Çerçioğlu, siyasete CHP’de başladı; milletvekilliği, Aydın Belediye Başkanlığı ve nihayetinde Büyükşehir Belediye Başkanlığı görevleri ile partinin en güçlü yerel figürlerinden biri oldu. Ancak bugün geldiğimiz noktada, siyasetin ideolojik bağlılıktan çok, kişisel ikbal ve güç dengeleri üzerinden şekillendiğini gösteren bir transfer ile gündeme oturdu.

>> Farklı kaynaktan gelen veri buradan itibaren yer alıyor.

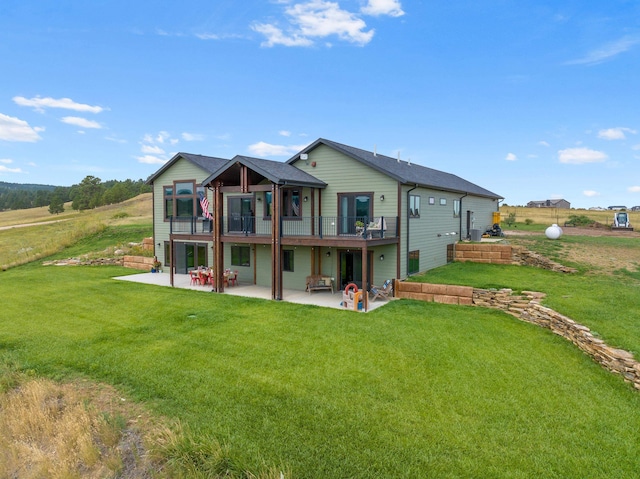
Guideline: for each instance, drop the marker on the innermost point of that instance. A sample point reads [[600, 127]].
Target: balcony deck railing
[[357, 227]]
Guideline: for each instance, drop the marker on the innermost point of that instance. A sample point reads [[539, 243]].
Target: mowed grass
[[409, 390]]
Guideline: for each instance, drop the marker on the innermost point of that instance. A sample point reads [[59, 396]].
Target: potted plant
[[156, 266]]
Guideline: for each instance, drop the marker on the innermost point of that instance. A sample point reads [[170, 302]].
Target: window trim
[[456, 208], [241, 249], [174, 197], [412, 257], [288, 253]]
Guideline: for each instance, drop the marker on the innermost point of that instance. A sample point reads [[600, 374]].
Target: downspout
[[408, 221], [460, 215]]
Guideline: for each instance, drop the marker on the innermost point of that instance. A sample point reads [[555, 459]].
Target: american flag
[[204, 202]]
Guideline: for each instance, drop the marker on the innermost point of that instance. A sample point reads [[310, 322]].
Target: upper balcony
[[343, 227]]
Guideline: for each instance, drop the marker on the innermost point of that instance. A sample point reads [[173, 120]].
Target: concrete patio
[[320, 298]]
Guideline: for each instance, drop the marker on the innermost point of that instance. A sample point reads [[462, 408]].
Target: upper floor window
[[183, 199], [456, 208], [414, 206], [290, 204]]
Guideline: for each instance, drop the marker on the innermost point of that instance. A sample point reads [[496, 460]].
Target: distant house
[[333, 210], [549, 204]]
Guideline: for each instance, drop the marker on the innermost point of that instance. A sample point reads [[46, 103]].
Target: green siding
[[181, 170], [346, 175]]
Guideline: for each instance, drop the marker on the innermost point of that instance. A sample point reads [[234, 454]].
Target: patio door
[[353, 207], [240, 214], [351, 268]]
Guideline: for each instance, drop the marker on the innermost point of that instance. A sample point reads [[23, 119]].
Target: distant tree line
[[89, 193]]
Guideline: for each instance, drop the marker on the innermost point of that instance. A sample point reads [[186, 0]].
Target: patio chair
[[382, 292], [377, 227]]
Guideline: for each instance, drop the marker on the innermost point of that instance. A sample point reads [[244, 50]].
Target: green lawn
[[409, 390]]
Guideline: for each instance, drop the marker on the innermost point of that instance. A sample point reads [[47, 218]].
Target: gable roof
[[403, 171], [207, 163], [275, 171]]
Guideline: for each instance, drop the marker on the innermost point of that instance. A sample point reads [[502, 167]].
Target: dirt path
[[603, 258], [24, 225]]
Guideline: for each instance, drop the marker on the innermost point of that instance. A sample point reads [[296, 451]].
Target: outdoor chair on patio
[[381, 292], [377, 228]]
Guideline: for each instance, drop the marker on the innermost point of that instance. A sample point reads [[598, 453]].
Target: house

Siyasi Ahlak ve Seçmenin İradesi
Burada temel mesele şudur: Seçmen, bir kişiye oy verirken sadece şahsına değil, temsil ettiği partiye, ideolojiye ve siyasi çizgiye de oy verir. Dolayısıyla, bu tür geçişler yalnızca bir bireysel tercih değil, seçmenin iradesini de dolaylı olarak devre dışı bırakır. Bir başka ifadeyle, seçmenin CHP’ye olan güveni ve verdiği yetki, bugün AK Parti’ye aktarılmış olmaktadır.
Bu noktada “siyasi ahlak” sorunu karşımıza çıkar. Elbette siyaset değişim, dönüşüm ve pragmatizm barındırır. Ancak bu dönüşüm, seçmenin iradesiyle bağdaşmadığında, siyasete olan güveni erozyona uğratır.
Sağ ve Sol Kavramının Kökeni
Siyasette “sağ” ve “sol” kavramlarının ortaya çıkışı, 1789 Fransız Devrimi’ne dayanır. Devrim sırasında toplanan Fransa Ulusal Meclisi’nde kralı, monarşiyi ve mevcut düzeni savunanlar başkanın sağında; halk egemenliğini, eşitliği ve köklü değişimi savunanlar ise başkanın solunda yer aldı. Bu oturma düzeni, zamanla siyasal ideolojilerin sembolü haline gelmiştir.
Sonuç
Özlem Çerçioğlu’nun AK Parti’ye geçişi, kişisel bir tercih olmanın ötesinde, Türk siyasetinde temsil, sadakat ve siyasi ahlak tartışmalarını yeniden gündeme taşımıştır. Demokrasi, yalnızca sandık günü oy vermek değil, seçilenin o iradeye sadık kalmasıyla anlamlıdır. Bugün yapılması gereken, siyasi partilerin bu tür transferleri bir “zafer” olarak görmek yerine, uzun vadeli siyasi etik ilkeleri çerçevesinde tartışmasıdır. Aksi halde, siyasetin en büyük kaybedeni halkın güveni olacaktır.
Aydın özelinde bu geçişi düşündüğümüzde AK Partili belediyeler ve illerine gelen hizmetler takdire değer çalışmalardır. Umarım Aydın ili bir dahaki yerel seçime kadar, şantiyeye döner, hükûmetin destek ve icraatlarıyla adı gibi Aydın bir kent olur. CHP, yönetici ve üyeleri de şapkalarını önlerine koyar ve süreci düşünürler. Malum CHP üzerinde kara bulutların ilimiz ilçelerinde dolaştığı görülmektedir.